In case you didn’t know, Interest only mortgages do exist. These are mortgages that you do not have to pay towards the principal but only the interest. These types of mortgages can come in the form of 1st, 2nd, 3rd, and equity lines of credit.
An interest only first mortgage isn’t very common among everyday consumers. Mainly because home owners prefer to pay down the principal to build equity and one day pay off their mortgage. With house pricing consistently on the rise, interest only mortgages seem to be growing in popularity or at least in curiosity. To qualify for an interest only first mortgage you must have a 20% down payment on the property.
The median home price in London, Ontario is roughly $350,000. If you were to get a mortgage for $280,000 at a rate of 5%, monthly principal and interest payments would be $1628.49. An interest only mortgage at the same rate would be $1166.67.
The amount saved by not paying the principal is quite significant and can be put towards savings, RRSP’s, renovations, investment opportunities, etc. You also have the option to pay down the principal any time in lump sum amounts. Keep in mind while you may not be paying down the principal, as time goes on, property value tends to rise.
These types of mortgages specifically peak the interest of real estate investors and various businesses. This way the owners can manage and run their operations with low overhead costs. Leaving room to purchase/improve business items and equipment.

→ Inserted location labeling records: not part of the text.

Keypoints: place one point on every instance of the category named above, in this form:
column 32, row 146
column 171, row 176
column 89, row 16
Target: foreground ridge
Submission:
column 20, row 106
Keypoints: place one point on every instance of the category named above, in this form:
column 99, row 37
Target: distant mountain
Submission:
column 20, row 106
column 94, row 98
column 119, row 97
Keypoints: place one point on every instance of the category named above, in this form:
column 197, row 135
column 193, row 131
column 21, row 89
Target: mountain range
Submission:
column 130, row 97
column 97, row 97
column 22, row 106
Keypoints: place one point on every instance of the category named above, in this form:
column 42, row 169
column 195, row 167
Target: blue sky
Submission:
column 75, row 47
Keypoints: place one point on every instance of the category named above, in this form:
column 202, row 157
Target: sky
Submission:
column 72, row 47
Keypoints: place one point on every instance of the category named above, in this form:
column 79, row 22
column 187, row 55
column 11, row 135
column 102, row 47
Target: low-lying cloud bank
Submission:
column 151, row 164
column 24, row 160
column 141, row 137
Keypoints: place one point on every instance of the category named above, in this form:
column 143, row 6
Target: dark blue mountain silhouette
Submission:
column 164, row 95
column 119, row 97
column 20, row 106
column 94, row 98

Interest only as 2nd, 3rd, or equity lines of credit are generally taken out as short-term solutions for debt consolidation, renovations, or other financial needs. There’s more of a risk with 2nd and 3rd’s as the interest rates can be significantly higher. With home equity lines of credit, you only pay interest on the amount used.
This article isn’t meant to sway people towards interest only mortgages but to show them there are more options than a conventional mortgage. In certain scenarios an interest-only mortgage can be a viable option.